Though McLaren is tackling a new medium somewhat late into his career (his first show was in September at the I-20 Gallery in New York), he is actually one of Britain’s longest serving art students. “I never wanted an ordinary job,” he says. “I was in art school from 1963 to 1971, when Goldsmiths kicked me out. Then I opened the shop [SEX], and that was an evolution of how to be an artist in the contemporary world.”

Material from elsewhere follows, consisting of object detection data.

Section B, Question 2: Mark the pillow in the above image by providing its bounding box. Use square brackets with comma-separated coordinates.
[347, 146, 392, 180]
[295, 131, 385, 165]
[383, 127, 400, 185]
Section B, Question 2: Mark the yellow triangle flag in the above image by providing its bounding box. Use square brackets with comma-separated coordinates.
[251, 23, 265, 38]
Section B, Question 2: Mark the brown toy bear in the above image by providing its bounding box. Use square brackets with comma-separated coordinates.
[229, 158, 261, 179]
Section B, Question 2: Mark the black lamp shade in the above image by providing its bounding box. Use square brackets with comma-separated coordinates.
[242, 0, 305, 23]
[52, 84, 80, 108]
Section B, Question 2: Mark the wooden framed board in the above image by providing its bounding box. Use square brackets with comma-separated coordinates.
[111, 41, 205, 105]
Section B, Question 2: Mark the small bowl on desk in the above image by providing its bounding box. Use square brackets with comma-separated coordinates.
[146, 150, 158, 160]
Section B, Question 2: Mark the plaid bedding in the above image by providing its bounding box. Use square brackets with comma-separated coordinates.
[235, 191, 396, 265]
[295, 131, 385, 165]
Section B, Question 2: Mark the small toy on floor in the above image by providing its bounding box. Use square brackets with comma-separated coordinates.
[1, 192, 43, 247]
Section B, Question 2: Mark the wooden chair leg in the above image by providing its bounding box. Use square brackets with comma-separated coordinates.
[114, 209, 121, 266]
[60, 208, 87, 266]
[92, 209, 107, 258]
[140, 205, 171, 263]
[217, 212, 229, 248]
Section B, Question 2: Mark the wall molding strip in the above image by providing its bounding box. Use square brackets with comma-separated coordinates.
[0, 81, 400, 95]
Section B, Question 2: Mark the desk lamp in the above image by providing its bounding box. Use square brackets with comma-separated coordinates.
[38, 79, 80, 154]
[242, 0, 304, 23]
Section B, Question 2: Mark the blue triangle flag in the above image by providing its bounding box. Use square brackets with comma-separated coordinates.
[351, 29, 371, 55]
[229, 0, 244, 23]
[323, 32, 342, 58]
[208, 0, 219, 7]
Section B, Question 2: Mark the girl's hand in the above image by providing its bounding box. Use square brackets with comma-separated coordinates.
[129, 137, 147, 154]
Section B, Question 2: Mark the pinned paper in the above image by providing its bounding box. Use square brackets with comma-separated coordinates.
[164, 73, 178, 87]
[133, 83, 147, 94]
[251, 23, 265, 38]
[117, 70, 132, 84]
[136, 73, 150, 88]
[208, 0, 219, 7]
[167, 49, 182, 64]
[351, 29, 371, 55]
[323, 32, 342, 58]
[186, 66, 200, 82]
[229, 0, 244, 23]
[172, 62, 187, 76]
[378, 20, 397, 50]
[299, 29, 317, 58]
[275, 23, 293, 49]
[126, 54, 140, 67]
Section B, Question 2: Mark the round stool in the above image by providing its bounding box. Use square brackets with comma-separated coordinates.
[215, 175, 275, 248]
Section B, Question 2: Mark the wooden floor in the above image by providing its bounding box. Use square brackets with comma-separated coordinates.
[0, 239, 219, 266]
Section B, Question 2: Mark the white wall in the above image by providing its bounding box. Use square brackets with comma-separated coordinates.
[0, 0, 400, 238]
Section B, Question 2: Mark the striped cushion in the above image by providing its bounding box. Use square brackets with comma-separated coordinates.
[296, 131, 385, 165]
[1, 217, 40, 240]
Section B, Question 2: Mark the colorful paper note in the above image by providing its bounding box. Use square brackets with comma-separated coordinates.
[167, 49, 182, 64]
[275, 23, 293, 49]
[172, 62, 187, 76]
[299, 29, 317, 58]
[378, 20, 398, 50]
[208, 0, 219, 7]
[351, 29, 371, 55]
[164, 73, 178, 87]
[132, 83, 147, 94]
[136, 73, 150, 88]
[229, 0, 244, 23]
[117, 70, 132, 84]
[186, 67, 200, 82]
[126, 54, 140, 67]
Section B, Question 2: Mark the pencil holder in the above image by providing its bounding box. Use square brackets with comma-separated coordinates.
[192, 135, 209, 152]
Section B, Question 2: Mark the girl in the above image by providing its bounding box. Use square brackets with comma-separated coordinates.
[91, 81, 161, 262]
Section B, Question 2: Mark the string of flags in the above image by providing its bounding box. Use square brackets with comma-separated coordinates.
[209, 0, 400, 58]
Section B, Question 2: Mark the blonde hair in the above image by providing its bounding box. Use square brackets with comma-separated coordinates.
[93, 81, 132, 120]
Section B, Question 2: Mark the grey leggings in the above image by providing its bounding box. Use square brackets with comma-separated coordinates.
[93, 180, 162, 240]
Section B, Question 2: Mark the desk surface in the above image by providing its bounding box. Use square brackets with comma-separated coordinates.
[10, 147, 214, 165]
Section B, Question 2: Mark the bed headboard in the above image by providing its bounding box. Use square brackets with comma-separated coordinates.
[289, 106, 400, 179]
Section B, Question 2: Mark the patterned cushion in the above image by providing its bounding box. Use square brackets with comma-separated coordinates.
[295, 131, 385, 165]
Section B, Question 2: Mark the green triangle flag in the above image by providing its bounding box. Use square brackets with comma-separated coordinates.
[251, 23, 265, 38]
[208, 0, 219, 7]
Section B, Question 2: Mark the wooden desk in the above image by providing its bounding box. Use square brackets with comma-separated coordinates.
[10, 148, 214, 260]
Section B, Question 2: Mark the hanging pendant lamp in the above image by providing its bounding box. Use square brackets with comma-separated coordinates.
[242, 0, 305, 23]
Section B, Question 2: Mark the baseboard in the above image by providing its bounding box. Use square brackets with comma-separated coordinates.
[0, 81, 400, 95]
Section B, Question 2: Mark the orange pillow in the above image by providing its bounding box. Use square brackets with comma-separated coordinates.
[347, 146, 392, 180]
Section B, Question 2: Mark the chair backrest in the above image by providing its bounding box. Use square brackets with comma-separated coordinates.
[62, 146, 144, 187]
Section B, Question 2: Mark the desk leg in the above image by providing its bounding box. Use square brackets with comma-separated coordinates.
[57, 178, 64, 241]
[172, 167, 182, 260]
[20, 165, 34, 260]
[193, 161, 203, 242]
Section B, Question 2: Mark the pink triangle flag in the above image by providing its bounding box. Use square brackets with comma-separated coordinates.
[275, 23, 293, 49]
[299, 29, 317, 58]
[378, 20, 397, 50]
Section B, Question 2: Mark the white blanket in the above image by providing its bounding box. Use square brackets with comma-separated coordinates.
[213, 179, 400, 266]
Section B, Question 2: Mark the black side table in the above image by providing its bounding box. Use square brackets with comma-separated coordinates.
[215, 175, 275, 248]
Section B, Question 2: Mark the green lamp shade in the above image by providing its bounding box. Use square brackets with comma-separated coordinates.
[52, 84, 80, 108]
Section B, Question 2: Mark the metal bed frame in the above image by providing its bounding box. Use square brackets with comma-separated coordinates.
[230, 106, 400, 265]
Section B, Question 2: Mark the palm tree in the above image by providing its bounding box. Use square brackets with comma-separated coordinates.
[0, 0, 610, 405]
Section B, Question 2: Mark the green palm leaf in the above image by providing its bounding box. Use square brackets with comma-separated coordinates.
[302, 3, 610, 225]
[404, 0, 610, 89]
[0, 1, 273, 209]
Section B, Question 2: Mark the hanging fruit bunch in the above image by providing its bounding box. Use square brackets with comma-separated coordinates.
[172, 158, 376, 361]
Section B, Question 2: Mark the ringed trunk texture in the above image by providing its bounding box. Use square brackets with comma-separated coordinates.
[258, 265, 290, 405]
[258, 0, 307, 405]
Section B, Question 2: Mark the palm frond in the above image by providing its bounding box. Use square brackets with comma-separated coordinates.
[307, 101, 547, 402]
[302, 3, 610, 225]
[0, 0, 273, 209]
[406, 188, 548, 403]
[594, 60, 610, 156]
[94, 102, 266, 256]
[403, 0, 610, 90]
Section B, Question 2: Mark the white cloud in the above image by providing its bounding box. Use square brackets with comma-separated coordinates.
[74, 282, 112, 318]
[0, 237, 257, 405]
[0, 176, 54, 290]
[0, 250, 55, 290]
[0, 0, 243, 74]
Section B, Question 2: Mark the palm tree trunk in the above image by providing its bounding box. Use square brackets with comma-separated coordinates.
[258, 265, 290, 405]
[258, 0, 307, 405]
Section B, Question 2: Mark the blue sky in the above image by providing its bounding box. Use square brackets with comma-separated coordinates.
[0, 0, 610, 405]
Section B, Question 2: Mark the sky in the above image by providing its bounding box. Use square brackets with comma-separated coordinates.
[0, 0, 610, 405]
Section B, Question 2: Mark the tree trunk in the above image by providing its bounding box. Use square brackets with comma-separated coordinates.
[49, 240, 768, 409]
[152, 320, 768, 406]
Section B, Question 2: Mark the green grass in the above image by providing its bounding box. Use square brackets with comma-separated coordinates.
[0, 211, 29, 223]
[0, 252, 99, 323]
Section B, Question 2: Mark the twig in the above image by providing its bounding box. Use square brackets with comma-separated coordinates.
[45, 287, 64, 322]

McLaren is still on a sex kick with “Musical Paintings.” The series includes songs from John Lee Hooker and Joy Division with a loop of stills appropriated from porn films from the Sixties and Seventies. But McLaren focuses on the foreplay. The act itself is never shown. “I was into the foreplay in the old films,” he explains. “Before, there was a lot of lead up before anyone got down to doing it.” He continues, “A guy is cleaning up the house and there’s suddenly a knock on the door and it changes the direction of his afternoon. What I like about these moments is the faces of the people — who were clearly not actors. The awkwardness of it intrigued me. So I wanted to make these portraits of people who were wishing, hoping, anticipating to have sex. For me it made a similar kind of fantasy that you can have when you listen to rock ‘n’ roll.”
McLaren, whose art will be projected on the MTV screen in Times Square this summer as part of Creative Time’s new video series, said he plans to continue to create visual art. He’s developing a stage musical for Broadway based on the life of Christian Dior with Julian Fellowes, who wrote the script for “Godsford Park,” writing the libretto.
“Now instead of engaging with the Sex Pistols or using a shop to create artistic happenings, at my age it’s easy to concentrate on looking at myself,” he says, “which I’ve needed to do for a long time.”